Publié le lundi 30 novembre 2009 à 01H00 - Vu 19 fois
Le docteur Gérard Berthiot, chef du service de pneumologie du centre hospitalier de Châlons-en-Champagne.
François Nascimbeni
Le docteur Gérard Berthiot est chef du service de pneumologie du centre hospitalier de Châlons-en-Champagne. Sollicité par l'union, le spécialiste explicite le mécanisme de la maladie.
Que risque les personnes atteintes de la grippe ?
G.B. : Une grippe peut provoquer une toux simple ou vous envoyer au service de réanimation ! Pour les cas graves, on observe deux types de complications : celles de nature infectieuse, et le « poumon grippal ». Il faut avoir en tête que le virus abrase les muqueuses des bronches. Le temps que cette « barrière de défense » se reconstruise, des bactéries peuvent y provoquer une infection. Dans le cas du « poumon grippal », il y a formation d'un œdème pulmonaire, qui entrave le bon fonctionnement des poumons.
Ces complications sont-elles nouvelles ?
Le nouveau virus n'a pas entraîné de complications nouvelles. Elles sont connues, décrites, et les traitements existent. Lors d'une infection par exemple, des antibiotiques sont prescrits.
Le virus de la grippe A est-il plus dangereux que celui de la grippe saisonnière ?
Il « s'attrape » facilement. Sa contagiosité est donc importante. Quant à sa dangerosité, les complications semblent moins fréquentes que pour la grippe saisonnière. Néanmoins, pour le moment, il est trop pour l'affirmer avec précision. Nous ne disposons de données suffisantes qu'après l'épidémie.
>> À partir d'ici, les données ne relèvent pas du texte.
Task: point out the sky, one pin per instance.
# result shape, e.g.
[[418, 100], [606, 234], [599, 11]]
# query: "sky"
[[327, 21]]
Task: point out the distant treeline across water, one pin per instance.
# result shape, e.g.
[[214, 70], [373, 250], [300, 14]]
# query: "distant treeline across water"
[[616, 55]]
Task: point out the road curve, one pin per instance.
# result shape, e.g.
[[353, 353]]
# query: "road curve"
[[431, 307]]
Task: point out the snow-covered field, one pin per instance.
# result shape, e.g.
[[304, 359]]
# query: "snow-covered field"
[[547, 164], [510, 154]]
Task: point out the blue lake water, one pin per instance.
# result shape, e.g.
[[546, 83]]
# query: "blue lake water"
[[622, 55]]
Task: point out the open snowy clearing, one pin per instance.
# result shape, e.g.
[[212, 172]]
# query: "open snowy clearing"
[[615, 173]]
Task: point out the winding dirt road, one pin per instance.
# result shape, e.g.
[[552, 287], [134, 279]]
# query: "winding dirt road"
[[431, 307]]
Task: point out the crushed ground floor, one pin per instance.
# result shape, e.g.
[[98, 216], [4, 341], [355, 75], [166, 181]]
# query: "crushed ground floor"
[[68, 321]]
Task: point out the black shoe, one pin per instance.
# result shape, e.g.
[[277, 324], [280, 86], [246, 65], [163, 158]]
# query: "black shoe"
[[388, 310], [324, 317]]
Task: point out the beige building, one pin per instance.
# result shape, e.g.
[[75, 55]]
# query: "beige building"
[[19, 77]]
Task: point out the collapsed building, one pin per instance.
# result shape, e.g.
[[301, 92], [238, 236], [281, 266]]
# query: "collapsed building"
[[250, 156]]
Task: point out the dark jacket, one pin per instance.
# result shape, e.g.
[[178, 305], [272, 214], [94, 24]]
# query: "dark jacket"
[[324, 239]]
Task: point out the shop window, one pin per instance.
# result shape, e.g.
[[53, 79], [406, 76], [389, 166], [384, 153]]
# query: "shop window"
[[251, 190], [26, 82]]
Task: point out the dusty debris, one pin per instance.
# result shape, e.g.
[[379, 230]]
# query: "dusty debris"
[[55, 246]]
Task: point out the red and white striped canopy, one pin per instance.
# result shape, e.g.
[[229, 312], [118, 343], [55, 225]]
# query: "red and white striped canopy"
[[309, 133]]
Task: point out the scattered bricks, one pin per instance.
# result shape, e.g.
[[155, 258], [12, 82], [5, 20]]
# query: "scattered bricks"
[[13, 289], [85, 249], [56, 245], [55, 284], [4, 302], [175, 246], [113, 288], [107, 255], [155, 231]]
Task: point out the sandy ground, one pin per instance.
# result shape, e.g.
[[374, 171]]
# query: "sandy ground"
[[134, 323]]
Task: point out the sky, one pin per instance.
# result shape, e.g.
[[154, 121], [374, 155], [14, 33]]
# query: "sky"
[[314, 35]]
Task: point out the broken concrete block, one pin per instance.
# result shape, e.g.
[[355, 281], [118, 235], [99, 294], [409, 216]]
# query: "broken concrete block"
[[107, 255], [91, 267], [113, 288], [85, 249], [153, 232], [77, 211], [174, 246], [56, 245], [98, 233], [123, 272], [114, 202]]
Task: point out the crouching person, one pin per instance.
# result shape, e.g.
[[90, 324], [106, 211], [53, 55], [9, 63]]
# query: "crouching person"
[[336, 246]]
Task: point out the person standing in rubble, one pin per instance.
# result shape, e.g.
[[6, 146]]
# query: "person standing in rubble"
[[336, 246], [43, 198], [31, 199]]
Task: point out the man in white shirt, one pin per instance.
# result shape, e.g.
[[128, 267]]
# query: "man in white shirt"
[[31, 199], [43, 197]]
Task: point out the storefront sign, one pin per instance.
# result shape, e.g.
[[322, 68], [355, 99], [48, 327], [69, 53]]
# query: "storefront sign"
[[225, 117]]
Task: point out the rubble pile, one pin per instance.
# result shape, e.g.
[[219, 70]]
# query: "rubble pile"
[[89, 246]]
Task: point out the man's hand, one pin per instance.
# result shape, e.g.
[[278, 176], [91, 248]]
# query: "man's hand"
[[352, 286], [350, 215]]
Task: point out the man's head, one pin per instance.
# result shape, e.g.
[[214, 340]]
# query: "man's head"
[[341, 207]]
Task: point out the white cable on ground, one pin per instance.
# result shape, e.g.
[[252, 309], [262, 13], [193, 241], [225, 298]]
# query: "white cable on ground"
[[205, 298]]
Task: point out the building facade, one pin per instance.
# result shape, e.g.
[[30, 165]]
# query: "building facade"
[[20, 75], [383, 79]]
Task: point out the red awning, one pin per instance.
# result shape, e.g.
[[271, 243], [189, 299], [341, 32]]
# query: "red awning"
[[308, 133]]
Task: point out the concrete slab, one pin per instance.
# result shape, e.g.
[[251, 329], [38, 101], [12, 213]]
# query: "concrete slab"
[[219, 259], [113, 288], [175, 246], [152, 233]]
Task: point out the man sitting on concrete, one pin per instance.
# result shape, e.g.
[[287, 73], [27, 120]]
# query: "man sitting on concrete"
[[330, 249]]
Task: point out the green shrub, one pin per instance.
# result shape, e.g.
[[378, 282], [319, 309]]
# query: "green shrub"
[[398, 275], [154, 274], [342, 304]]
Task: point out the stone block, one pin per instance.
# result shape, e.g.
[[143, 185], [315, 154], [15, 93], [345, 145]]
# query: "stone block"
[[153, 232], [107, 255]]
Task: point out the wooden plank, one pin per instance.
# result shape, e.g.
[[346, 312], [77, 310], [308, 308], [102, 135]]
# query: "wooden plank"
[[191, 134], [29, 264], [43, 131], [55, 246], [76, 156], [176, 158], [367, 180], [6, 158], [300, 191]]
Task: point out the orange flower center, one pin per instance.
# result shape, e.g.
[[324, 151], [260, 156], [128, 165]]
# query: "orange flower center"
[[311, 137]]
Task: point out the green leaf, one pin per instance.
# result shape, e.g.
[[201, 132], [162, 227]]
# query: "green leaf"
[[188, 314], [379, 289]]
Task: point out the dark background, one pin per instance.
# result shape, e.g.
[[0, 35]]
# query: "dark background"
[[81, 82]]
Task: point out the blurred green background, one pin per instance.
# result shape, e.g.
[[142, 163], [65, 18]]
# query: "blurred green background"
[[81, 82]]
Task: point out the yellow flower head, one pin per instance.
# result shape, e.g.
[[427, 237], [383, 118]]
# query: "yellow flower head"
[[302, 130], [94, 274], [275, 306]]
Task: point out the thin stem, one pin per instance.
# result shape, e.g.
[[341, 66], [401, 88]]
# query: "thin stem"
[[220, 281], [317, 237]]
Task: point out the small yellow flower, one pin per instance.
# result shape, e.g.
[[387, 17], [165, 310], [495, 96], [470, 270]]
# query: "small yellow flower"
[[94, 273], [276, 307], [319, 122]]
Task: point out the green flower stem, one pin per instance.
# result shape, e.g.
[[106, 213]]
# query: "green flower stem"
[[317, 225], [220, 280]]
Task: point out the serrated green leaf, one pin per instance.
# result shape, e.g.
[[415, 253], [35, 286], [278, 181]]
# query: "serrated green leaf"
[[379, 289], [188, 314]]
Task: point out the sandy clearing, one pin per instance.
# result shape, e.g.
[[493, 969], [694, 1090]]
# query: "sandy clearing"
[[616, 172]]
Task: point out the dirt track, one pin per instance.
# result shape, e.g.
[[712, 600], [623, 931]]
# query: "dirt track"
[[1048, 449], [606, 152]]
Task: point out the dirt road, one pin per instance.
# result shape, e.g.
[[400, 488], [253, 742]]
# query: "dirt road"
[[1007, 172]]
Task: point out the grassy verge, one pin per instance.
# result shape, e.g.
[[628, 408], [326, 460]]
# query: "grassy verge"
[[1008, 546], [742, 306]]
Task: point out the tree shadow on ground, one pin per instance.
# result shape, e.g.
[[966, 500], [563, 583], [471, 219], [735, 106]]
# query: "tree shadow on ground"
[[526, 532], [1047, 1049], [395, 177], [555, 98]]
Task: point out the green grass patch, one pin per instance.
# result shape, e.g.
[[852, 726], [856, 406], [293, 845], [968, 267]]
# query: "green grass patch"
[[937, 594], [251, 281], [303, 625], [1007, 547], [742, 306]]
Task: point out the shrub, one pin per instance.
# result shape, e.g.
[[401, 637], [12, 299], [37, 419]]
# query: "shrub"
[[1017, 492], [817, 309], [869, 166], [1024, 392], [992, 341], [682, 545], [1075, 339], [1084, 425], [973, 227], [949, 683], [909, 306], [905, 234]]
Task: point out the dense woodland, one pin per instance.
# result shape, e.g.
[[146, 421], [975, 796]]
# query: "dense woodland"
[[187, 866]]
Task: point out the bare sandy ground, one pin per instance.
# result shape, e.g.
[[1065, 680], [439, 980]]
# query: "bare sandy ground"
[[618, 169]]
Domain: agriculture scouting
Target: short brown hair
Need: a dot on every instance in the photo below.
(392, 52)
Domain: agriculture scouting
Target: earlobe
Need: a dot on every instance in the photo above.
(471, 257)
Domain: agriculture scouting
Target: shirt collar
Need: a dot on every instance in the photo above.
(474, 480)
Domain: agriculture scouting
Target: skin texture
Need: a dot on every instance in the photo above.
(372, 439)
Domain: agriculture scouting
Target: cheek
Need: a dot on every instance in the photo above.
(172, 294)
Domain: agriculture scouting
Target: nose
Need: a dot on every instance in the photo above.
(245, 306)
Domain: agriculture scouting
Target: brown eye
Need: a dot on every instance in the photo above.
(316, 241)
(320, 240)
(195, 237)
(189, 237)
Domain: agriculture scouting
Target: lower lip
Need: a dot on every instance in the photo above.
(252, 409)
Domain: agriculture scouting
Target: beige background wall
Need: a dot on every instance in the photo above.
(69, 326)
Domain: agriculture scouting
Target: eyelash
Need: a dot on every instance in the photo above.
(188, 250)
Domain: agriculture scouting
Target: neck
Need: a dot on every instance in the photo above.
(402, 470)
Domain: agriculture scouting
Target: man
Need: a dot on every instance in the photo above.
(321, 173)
Une mutation du virus H1N1 est évoquée, actuellement. Qu'en pensez-vous ?
Je ne suis pas spécialiste en la matière, mais tous les virus mutent. C'est que l'on appelle dans le jargon « le génie des virus ». Celui de la grippe saisonnière change tous les ans. Mais les chercheurs savent dans quel « sens », et peuvent anticiper ses modifications.